Por Raquel Seltzer
En 1975, me recibí de abogada en la Universidad de Buenos Aires, y como premio, mi mamá me regalo un viaje a Paris e Israel, lugares a los que iría a visitar a varios familiares y, especialmente, al kibutz Nir Ytsjak, en donde me iba a reencontrar con mi hermano Daniel, quien había emigrado dos años antes. Con mucha emoción inicié el viaje desde el puerto de Buenos Aires, a bordo del Vapor de la Carrera hasta Montevideo. En el Uruguay, desde el aeropuerto de Carrasco tomé el vuelo hacia la capital de Francia.
Esta extraña combinación la hice porque en aquella época, debido a los habituales problemas con el dólar en la Argentina, resultaba más económico efectuar el viaje con el mencionado trasbordo. Tuve la oportunidad de recorrer durante algunas horas la ciudad de Montevideo. La encontré parecida a la Buenos Aires que recordaba de mi infancia, por la tranquilidad en las calles y el transito más ordenado. Por ejemplo, cuando los micros se detenían en una parada, las personas, esperaban pacientemente en fila y no se movían hasta que saliera el que estaba adelante. También me llamó la atención la gente, tomando mate en las aceras, ya sea paseando o yendo a sus trabajos.
En Paris me encontré con varios parientes de mi madre y la pase maravillosamente bien. Era una hermosa ciudad y al recorrerla, inmediatamente empecé a compararla con Buenos Aires, que justaente, es conocida como la “Paris de Sudamérica” por su arquitectura, dado que entre 1890 y 1920 se construyeron varios palacios sobre la Avenida Alvear con un estilo similar al parisino.
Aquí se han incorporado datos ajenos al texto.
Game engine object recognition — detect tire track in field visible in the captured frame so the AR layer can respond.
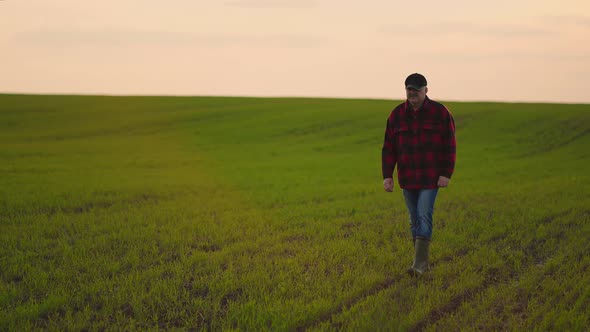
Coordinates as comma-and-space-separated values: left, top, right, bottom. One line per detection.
295, 273, 406, 332
296, 246, 476, 331
408, 209, 577, 332
518, 128, 590, 158
296, 210, 574, 331
0, 192, 176, 220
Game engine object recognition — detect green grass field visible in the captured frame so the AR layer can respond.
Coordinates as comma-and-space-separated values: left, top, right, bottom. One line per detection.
1, 94, 589, 331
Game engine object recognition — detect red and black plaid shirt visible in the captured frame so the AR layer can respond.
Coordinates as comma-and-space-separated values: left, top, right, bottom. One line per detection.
382, 96, 456, 189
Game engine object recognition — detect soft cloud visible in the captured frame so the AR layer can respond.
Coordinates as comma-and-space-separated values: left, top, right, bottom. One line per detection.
224, 0, 316, 9
380, 21, 553, 37
539, 15, 590, 28
13, 27, 324, 48
404, 50, 590, 63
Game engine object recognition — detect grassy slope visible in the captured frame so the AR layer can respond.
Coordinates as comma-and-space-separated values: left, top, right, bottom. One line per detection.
0, 94, 589, 331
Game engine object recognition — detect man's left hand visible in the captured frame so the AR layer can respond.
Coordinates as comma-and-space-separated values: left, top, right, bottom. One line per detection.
437, 176, 450, 187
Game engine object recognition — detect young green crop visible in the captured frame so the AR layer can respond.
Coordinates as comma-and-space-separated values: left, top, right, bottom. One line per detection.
1, 94, 589, 331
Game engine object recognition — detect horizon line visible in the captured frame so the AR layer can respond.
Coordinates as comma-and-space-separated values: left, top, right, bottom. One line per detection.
1, 91, 588, 106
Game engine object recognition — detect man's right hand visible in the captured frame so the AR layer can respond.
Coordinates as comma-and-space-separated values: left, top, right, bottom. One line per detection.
383, 178, 394, 192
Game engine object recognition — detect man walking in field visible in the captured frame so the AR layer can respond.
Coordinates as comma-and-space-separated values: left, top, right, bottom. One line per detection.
382, 73, 456, 276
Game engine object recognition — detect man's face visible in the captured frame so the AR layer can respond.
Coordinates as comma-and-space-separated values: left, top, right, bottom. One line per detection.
406, 86, 427, 105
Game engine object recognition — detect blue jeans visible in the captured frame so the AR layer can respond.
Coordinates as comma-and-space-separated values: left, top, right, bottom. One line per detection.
402, 188, 439, 240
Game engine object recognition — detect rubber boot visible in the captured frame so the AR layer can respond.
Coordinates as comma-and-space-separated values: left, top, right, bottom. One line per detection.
407, 238, 430, 276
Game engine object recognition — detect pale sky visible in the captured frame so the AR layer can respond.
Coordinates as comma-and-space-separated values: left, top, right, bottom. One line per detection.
2, 0, 590, 103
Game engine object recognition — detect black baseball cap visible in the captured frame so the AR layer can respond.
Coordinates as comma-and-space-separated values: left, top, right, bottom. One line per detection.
405, 73, 427, 90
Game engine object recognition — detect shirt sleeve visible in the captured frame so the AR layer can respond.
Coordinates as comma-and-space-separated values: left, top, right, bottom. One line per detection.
439, 107, 456, 178
382, 116, 397, 179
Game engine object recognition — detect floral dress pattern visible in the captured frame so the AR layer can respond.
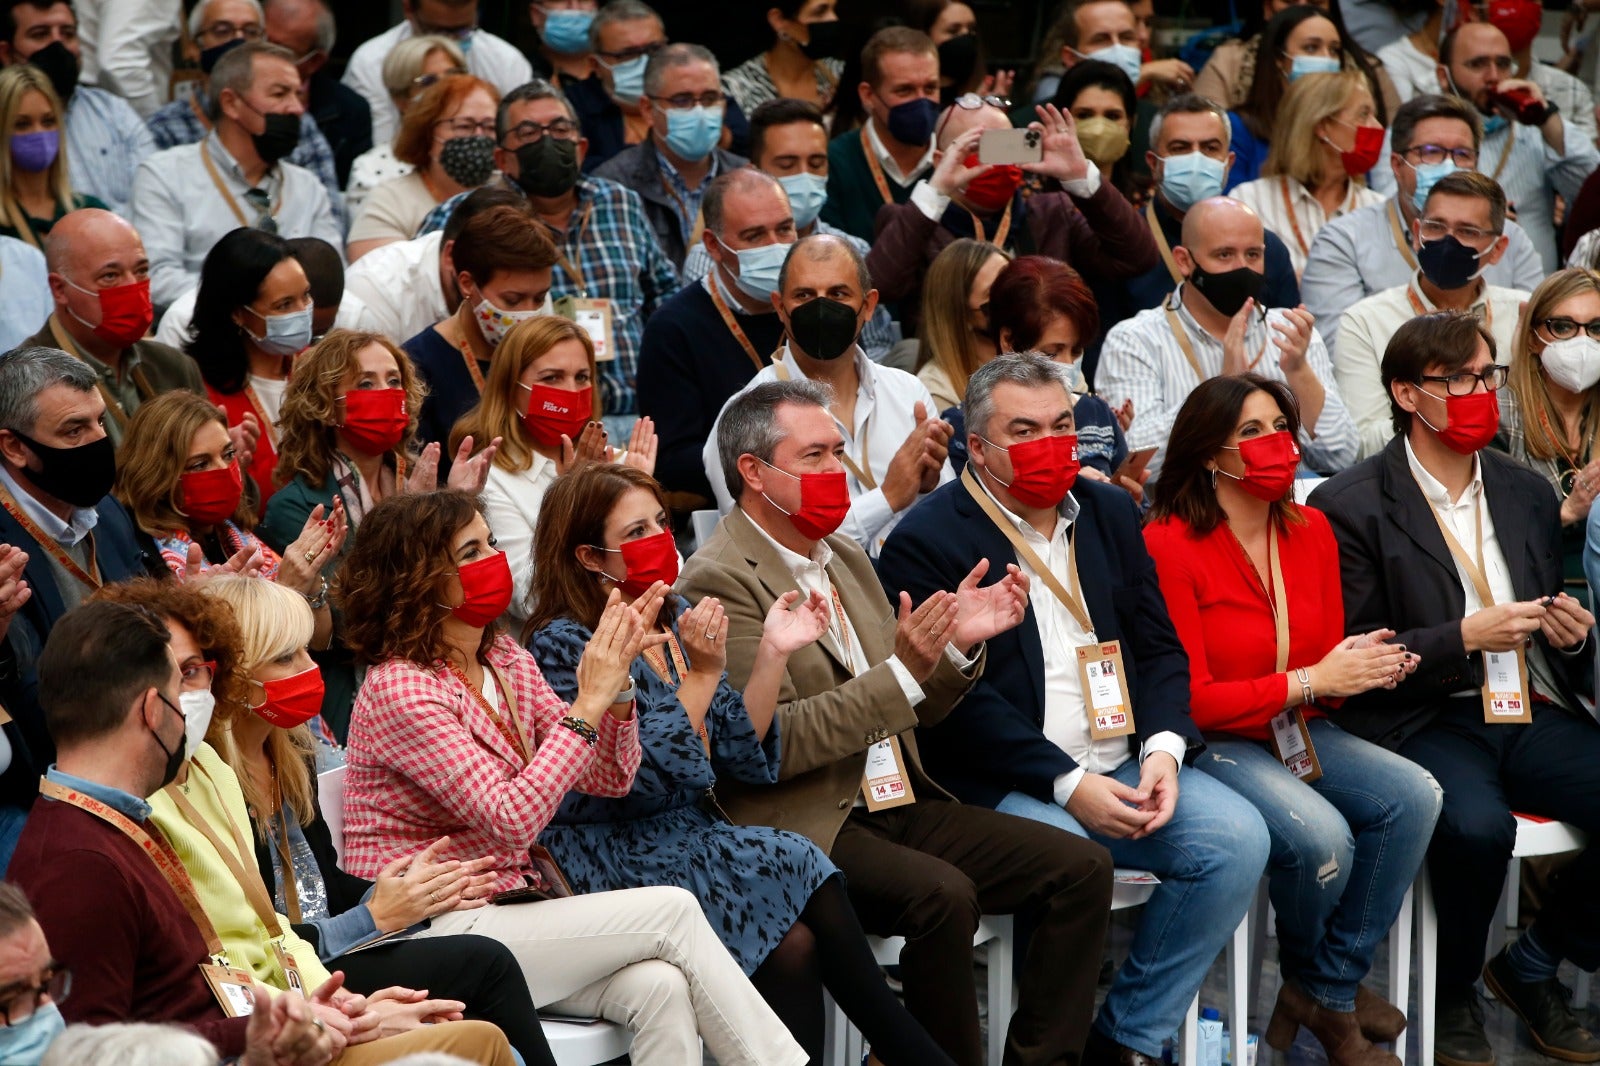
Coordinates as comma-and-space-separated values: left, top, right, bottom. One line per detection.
530, 613, 835, 975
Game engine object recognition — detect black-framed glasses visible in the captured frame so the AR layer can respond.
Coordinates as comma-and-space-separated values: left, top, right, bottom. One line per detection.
1417, 218, 1499, 245
411, 68, 467, 92
503, 118, 579, 145
0, 966, 69, 1026
1540, 317, 1600, 342
437, 117, 497, 137
648, 90, 724, 111
596, 40, 663, 64
1402, 143, 1479, 167
1418, 364, 1510, 395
Por citar ciertos casos, sucedió como el Palacio Duhau y el Palacio Maguire sobre el 1600 de dicha avenida identificada con el barrio de La Recoleta. Además por la presencia de cafés como el Tortoni (dicen que lleva el mismo nombre de un café parisino). También se parecen entre sí, el Panteón de Paris y el Palacio del Congreso de la Nación.
El Palacio de Aguas Corrientes, situado en la Avenida Córdoba 1950, es de inspiración parisina, y sus legendarios techos verdes fueron traídos de Francia. Conocí la legendaria Torre Eiffel y la comparé, como símbolo de la ciudad, con el Obelisco porteño. Visité la avenida de Los Campos Eliseos, que me recordó a la Avenida del Libertador; la fuente de la Plaza de la Concordia, a la del Monumento de los Españoles (próxima a nuestra Plaza Italia) y el Jardín de las Tullerías me trajo a la memoria el Rosedal de Palermo.
Recorrí el Museo del Louvre, por supuesto, no en su totalidad dada su inmensidad, y me trajo el recuerdo de mis paseos por el Museo de Bellas Artes, ubicado frente a la Facultad de Derecho, en la Avenida Figueroa Alcorta y Pueyrredón. Estuve en la feria de Montparnasse con sus artesanos, y me acordé de las ferias de Buenos Aires, así como la de la Recoleta, en las cercanías de la Iglesia Del Pilar y el histórico cementerio. Viajé en el Metro de Paris, en este caso, mucho más desarrollado que el Subterráneo de Buenos Aires. Y finalmente, después de pasar hermosos días, volé a Israel, me abracé emocionada con mi hermano Daniel, y conocí a mi cuñada Imna. Me llevaron a lugares icónicos, como el Muro de los Lamentos en la sagrada ciudad de Jerusalén, y pensé cuando de niña, había estado en el Templo de la calle Libertad, frente a la Plaza Lavalle el más importante de Buenos Aires.
Pasé por el Mercado Árabe, comparable a nuestros Mercados de Pulgas como el la avenida Dorrego, en el barrio de Colegiales, o a las ferias que actualmente conocemos como la Masticar. Fui a las hermosas playas que están sobre el Mar Mediterráneo. Esto, lamentablemente, lo perdió nuestra ciudad, pues hasta la década del Sesenta podíamos disfrutar de la costa del Río de la Plata, previamente a la contaminación de sus aguas. Pasé hermosos días en el Kibutz –en el sur de Israel, a unos kilómetros de Beersheba-, un sitio que, según entiendo, realmente no tiene comparación ni con Buenos Aires ni ningún otro en el mundo. Por último volví a Argentina, con la alegría de reencontrarme con mi familia y mi añorada ciudad.